Ce rapport met aussi en évidence que cette première réforme a particulièrement touché les plus précaires et les jeunes. Ainsi, ce sont ces deux populations qui ont, de loin, le plus subi le nouveau calcul du salaire journalier de référence (SJR) – autrement dit, le montant de l’allocation. « La part des personnes impactées par le changement de la formule de calcul du SJR varie selon les populations. Les cadres et les personnes qui perdent un CDI sont particulièrement peu affectés (19 %). À l’opposé, les allocataires qui s’inscrivent après un dernier contrat en CDD ou en intérim le sont particulièrement plus (respectivement 64 % et 87 %). L’âge est aussi un facteur discriminant : 68 % des moins de 25 ans sont concernés par le changement de mode de calcul du SJR, contre 33 % des 55 ans ou plus. »

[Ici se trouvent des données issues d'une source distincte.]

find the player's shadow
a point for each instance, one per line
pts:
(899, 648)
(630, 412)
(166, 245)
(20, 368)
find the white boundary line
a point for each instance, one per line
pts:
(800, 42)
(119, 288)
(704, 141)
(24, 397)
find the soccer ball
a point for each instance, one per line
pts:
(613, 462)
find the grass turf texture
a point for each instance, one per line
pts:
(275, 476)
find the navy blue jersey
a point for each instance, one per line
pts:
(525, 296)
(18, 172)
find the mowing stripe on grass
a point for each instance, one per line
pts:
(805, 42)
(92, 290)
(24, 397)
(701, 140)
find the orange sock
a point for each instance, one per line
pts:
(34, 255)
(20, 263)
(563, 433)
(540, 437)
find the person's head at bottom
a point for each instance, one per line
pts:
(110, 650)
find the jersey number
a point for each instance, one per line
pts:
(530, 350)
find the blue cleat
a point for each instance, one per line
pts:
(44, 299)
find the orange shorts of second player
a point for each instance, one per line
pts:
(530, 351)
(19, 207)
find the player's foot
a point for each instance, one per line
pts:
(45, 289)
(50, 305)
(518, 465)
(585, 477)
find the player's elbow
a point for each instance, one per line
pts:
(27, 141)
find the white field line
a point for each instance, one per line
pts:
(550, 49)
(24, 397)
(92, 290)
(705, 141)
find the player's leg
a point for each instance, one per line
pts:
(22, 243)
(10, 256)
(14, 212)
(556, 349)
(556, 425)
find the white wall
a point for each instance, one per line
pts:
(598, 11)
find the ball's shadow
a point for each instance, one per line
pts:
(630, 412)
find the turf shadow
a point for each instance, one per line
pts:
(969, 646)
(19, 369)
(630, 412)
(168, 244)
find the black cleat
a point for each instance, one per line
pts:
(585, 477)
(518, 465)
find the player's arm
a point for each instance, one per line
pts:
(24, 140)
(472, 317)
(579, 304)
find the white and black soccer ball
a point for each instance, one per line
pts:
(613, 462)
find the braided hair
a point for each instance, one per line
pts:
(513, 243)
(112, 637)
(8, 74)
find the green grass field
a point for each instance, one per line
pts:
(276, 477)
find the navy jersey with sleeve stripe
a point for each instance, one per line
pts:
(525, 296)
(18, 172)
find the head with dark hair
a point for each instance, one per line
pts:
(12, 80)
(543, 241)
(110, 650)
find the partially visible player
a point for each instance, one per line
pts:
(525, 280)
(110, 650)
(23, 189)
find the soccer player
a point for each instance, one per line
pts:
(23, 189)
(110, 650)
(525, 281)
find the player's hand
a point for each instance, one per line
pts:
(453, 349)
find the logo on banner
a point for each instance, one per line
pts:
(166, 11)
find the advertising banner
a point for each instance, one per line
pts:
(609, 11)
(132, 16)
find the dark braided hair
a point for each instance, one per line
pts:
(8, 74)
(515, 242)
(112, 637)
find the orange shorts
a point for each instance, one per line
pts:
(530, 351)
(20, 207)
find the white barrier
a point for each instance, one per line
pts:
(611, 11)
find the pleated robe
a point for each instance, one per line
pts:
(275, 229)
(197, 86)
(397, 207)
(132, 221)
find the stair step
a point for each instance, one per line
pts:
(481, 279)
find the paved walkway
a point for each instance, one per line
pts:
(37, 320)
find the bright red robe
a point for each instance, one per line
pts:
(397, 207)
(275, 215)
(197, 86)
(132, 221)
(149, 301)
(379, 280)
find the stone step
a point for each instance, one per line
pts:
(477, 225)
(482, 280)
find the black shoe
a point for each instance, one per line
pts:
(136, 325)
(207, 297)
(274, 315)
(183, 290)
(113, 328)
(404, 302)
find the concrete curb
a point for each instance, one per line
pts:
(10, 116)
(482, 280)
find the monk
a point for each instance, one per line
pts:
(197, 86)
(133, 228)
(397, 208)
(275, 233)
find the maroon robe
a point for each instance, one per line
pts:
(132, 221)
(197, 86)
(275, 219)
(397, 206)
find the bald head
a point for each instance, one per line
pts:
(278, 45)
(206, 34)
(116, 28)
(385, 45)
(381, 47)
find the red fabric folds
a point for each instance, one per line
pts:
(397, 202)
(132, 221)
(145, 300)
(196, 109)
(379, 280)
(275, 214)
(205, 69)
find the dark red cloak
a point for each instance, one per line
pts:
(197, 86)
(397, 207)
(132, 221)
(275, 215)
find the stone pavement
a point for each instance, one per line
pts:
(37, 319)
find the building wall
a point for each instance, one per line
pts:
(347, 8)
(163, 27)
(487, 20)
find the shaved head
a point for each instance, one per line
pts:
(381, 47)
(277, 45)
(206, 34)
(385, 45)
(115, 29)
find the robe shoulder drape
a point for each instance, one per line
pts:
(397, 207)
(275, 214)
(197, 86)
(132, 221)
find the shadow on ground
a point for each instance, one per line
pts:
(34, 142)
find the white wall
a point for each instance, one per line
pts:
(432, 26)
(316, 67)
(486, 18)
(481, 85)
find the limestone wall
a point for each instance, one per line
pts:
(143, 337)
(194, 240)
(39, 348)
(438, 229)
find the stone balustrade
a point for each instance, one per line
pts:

Le rapport note toutefois que cette baisse de l’allocation a été contrebalancée par une hausse de la durée d’indemnisation. Une légère amélioration que le gouvernement, dans sa seconde réforme, s’est appliqué à immédiatement détruire en réduisant de 25 % la durée d’indemnisation pour tous et toutes.

Cet acharnement devrait donc se poursuivre. Gabriel Attal a déjà annoncé vouloir tripler les contrôles des allocataires pour arriver au chiffre – ahurissant – d’1,5 million de contrôles annuels en 2027. Une chasse aux pauvres délirantes alors qu’une étude de la Dares a récemment montré qu’entre 390 000 et 690 000 personnes par an n’ont pas recours à l’assurance-chômage alors qu’elles y auraient droit. Ce qui représente entre 25 et 42 % des salariés éligibles à cette allocation à la fin de leur contrat. Une manière, en fait, de toujours plus stigmatiser les chômeurs.

De nouvelles mesures sont également attendues sur la durée d’indemnisation, qui, selon un chiffrage consulté par Mediapart, pourrait être baissée d’encore 20 %, ou sur les droits au chômage des seniors. Le tout, quelques semaines seulement après avoir annoncé la suppression de l’allocation spécifique de solidarité (ASS), une aide pour les chômeurs en fin de droits. Une brutalité inouïe.